A look at the new, ingenious ways bad guys use to frustrate analysts and evade automated security tools

Dark Reading Staff, Dark Reading

March 24, 2011

5 Min Read

[Excerpted from "Malware War: How Malicious Code Authors Battle to Evade Detection," a new, downloadable report available this week on Dark Reading's Advanced Threats Tech Center.]

Reverse engineering is the enemy of trade secrets. Someone in a competitor's laboratory could pour a bottle of Coke into a mass spectrometer and figure out what makes Coke, um, Coke.

Malware "vendors" have, for quite some time, recognized that reverse engineering is their enemy. Every day, an army of security researchers deploys a wide array of mass spectrometer-like tools on thousands of suspicious executables. The results of that work are wrapped into the antimalware tools that run on servers and PCs around the world. And every day, malware vendors alter their products to evade those same security tools and to make their malicious code more difficult to reverse engineer.

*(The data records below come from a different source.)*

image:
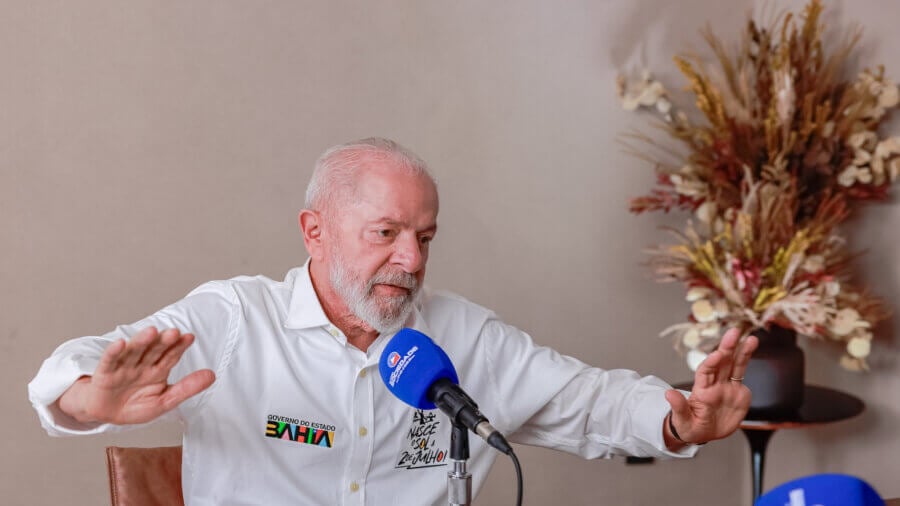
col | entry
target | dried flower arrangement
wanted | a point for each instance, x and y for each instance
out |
(785, 147)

With Malware, Inc. churning out more than a million new pieces of malicious code in the first half of 2010 alone, according to SPAMfighter, the odds are already against the anti-malware vendors. If your livelihood depends on your malware going undetected as long as possible, then an enterprising malicious code author will take whatever steps necessary to deter detection.

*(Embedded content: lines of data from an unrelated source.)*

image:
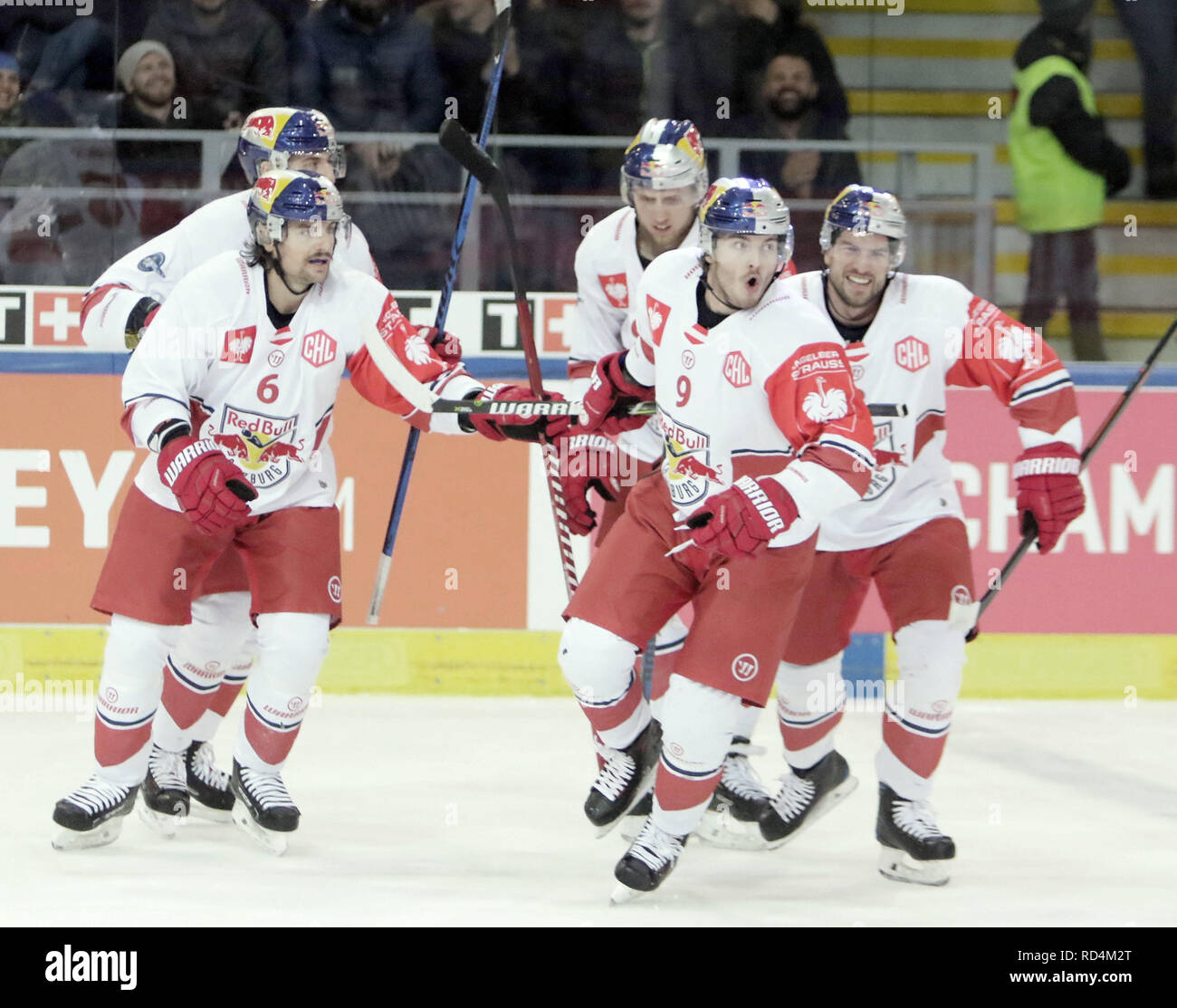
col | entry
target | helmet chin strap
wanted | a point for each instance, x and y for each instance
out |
(282, 275)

Face it: Anti-malware is a reactive technology. You can develop a signature (and, like it or not, most anti-malware software is still signature-based) for a specific piece of malicious code only if you’ve seen that code. While security vendors all deploy honeypots and Web-browsing drones, the vast majority of files they investigate still come from user submissions. If you can keep the anti-malware vendors from ever seeing your malicious masterpiece, it likely won’t ever be tagged as malware by their tools.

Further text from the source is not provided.